第15話 外堀

午前中の作業を終え、今日こそアパートに帰ろうと帰宅準備をしていると、木村君が「ちょっとだけ時間もらえる?」と聞いてきた。


木村君の後を追い、昨日、屋上に向かった扉とは、反対方向にある扉の向こうに行くと、そこにはソファとテーブル、一角にはカーテンで遮られたロッカーが立ち並んでいた。


「ここ、休憩室兼更衣室ね。フルタイムで勤務できるようになったら、昼飯はここで食べて。着替えが必要だったら、ロッカーに名札貼っておくからそこ使って」と、淡々と説明を始めていた。


「あ、あの、フルタイム勤務って決定事項なんですか?」


「うん。決定。俺も腹括った」


「括った?」


「あ、いや、こんな優秀な人材、見逃すわけないじゃん」


そう言いながら笑いかける笑顔は、少し寂しそうな感じがした。


「てかさ、俺うっかりして振込口座聞いてなかったんだよね。これ書いてもらっていい?」と言いながらソファに座り、書類をテーブルに広げ始めてた。


『ここまで来て「やっぱ辞めます」とは言えないよな…』


そう思い、半ば諦めながら必要書類に記入していた。


すべての書類に記入した後、木村君はポケットから鍵を取り出した。


「すぐ裏のマンションなんだけど、今は誰も住んでないから使っていいよ。

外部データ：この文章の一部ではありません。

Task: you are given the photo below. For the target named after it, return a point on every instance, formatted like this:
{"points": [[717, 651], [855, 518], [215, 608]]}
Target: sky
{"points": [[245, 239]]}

あ、事故物件とかじゃないからね?前は俺が住んでて、こっちに引っ越すことになったんだけど、今はだれも住んでいなくてもったいないからさ。あ、変な意味じゃないからね?」


慌てたように話していたけど、どう考えても変な意味にしか捉えられない。


「もしかして、逃げられないように外堀埋めてるんですか?」


「あー、そうか。そうなるか… まぁそう捉えて貰って構わないよ」


木村君はため息をつきながらソファにもたれかかり、鍵をテーブルに置いていた。


鍵を受け取ることもできず、かと言って突き放すこともできず、テーブルに置かれた鍵を見ていると、木村君がもう一度ため息をついた後、切り出してきた。

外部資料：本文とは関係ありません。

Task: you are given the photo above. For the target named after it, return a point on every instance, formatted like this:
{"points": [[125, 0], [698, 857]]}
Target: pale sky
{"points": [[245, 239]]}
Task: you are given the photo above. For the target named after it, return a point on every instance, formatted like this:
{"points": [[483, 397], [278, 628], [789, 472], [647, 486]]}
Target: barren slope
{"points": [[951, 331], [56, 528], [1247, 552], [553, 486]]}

「実はさ、これからかなり忙しくなるんだよね。家、遠いから帰れる日が少なくなると思うんだ。断ったんだけど、兄貴… いや、親会社社長からの命令でさ。ホントごめん」


小さくつぶやくように言う『ごめん』の言葉に、弱くて鈍い頭痛が起きた。


『あの言い方… 私知ってる… 木村君に言われたことある…』


そう思うと頭痛は酷くなってしまい、俯いたまま返事ができずにいた。


下を向いたまま「仕方ないですね。必要な時に使わせていただきます」と言うと、木村君は「良かったぁ」と言いながら大きなため息をついた。


「必要な時にお借りしますので、それまでは社長がお持ちいただけますか?」


失礼のないよう、丁寧な言葉遣いをしたんだけど、木村君はまた寂しそうな表情で「わかった。ありがとう」とだけ。


『いつも寂しそうな顔してる。なんでだろう…』


そう思ったけど聞くことができず、「お先に失礼します」と言って一礼し、会社を後にした。